Il est vrai qu’au départ, David, le personnage d’Alexandre Astier, est un peu en retrait. Plutôt passif même, mené par les caprices de Madame Hansen. C’en est même un peu frustrant pour le spectateur, l’on voudrait un peu plus de conflit.

Mais vers la moitié du film, la tendance s’inverse. Ou plutôt David prend les choses en main.

Une des frustrations du film vient du fait que le mystère autour de Madame Hansen n’est pas installé suffisamment tôt. On se doute bien qu’il s’est passé quelque chose, mais on commence à en avoir des indices que tard dans le film. Peut-être aurait-il fallut une phrase ou une scène pour compléter l’aura mystérieuse de cette patiente.
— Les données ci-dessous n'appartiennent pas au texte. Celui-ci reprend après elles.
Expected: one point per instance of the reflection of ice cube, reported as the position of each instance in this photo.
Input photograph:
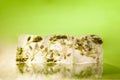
(91, 70)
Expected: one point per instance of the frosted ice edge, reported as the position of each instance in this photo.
(62, 50)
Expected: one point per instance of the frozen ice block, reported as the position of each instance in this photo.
(60, 56)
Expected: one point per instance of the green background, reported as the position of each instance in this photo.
(75, 17)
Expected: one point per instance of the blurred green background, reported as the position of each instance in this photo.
(75, 17)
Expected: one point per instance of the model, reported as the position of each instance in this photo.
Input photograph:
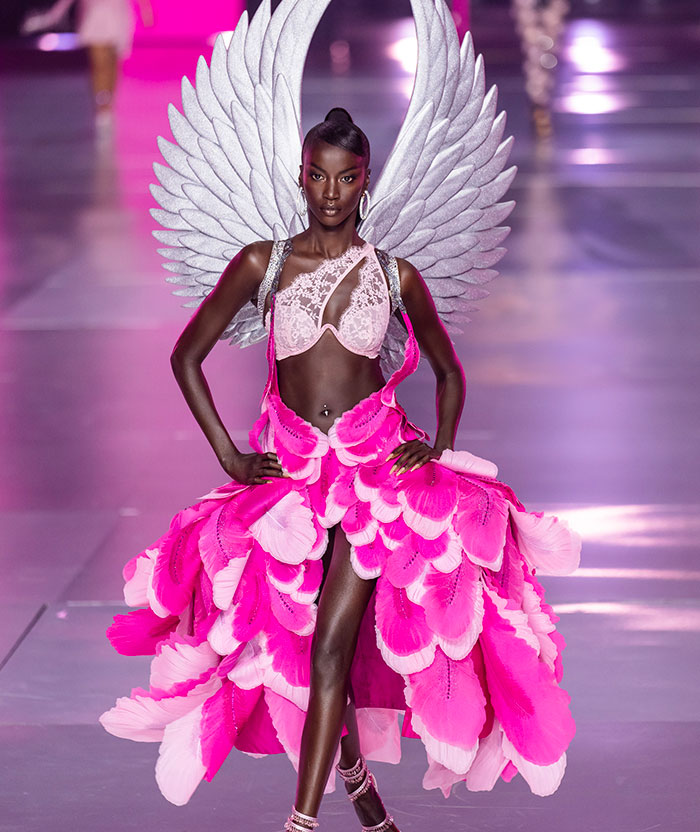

L’autre légère frustration que je pourrais signaler, on sent parfois un léger manque de rythme. C’est un film assez contemplatif, contemplatif de ses acteurs. Et l’on sait très bien qu’Alexandre Astier aime ses acteurs, il écrit pour eux, n’hésite pas sur les gros plans, les regards.

Dommage qu’on ait l’impression que parfois cet amour des acteurs sacrifie son sens du rythme.

Mais encore une fois, c’est une impression fugace au détour de quelques scènes qui ne gâche en rien la totalité du film.

D’ailleurs, en parlant du scénario, il a le bon goût de ne pas s’attarder sur la résolution du mystère de Madame Hansen. Il en dit suffisamment pour expliquer le personnage, mais sait très bien que son film ne tient pas là dessus.
Ce film, c’est plutôt une rencontre. Une nouvelle rencontre entre une comédienne et son réalisateur, mais aussi entre deux acteurs. Et ça tombe bien puisque l’acteur et le réalisateur sont une même personne.

Le moins que l’on puisse dire, c’est que l’alchimie fonctionne à merveille. Même quand on sent Astier un peu en retrait face à Adjani, il a suffisamment de charisme et de présence pour paradoxalement ne pas apparaître effacé à l’écran.

Elle, elle est formidable. Elle joue avec justesse cette « malade », sans trop en faire, se cachant derrière ses provocations et ses répliques cinglantes, se découvrant peu à peu, fragile.

Astier a eu d’ailleurs une idée de génie, en jouant carrément avec l’image publique d’Adjani pour en faire un élément indispensable à la caractérisation de son personnage : les fameuses lunettes noires. Si au début du film elle se cache derrière, a mesure qu’elle se révèle à David et au spectateur donc, elle les portera de moins en moins.

Quant à Alexandre Astier, son rôle lui est taillé sur mesure (par lui même, oui bon d’accord). Tantôt discret, tantôt s’affirmant et prenant les choses en main, il se révèle touchant, sans trop en faire, dans ce rôle de « guide sur la voie de la guérison » d’Adjani.

Image

Le film est aussi bien desservi, en plus des acteurs, par la mise en scène du Astier réalisateur. Simple, sachant cadrer, sachant filmer sa légendaire actrice, il n’a pas peur d’elle, il la dirige à merveille et la met à nu.

Pas de fioritures, pas d’effets inutiles, tout est au service de l’histoire. C’est sincère et c’en est donc touchant.

Et de même les dialogues, que l’on adore chez Astier, ils sont comme à son habitude fins et réglés au millimètre, comme cette réplique que lui envoie Isabelle Ajani quand il veut lui offrir des fleurs, c’est bateau, c’est du déjà entendu, mais chez Astier, c’est tellement bien placé et tellement inattendu que ça marche à tous les coups. Il en va de même pour le reste du film, quelques répliques cinglantes, quelques bons mots, bref, ce à quoi nous a habitué Alexandre Astier avec Kaamelott. Même si ici, vu le ton du film, c’est par petites touches. J’imagine bien les réalisateurs et producteurs de comédies françaises se l’arracher pour écrire les dialogues de leurs films, avec son nom encadré sur l’affiche…

Et pour parler une dernière fois d’Alexandre Astier et de ses nombreux talents, signalons la musique du film, sans être mémorable comme pouvait l’être la musique de Kaamelott, elle sert parfaitement le film et sait rester discrète, présente quand il le faut pour souligner l’émotion.

Au final, sans être parfait, c’est un très beau premier essai que ce premier long-métrage. On ressort de la salle, sans forcément avoir pleuré ou rit aux larmes, mais au moins touché par cette histoire simple et élégante, et par ce magnifique duo.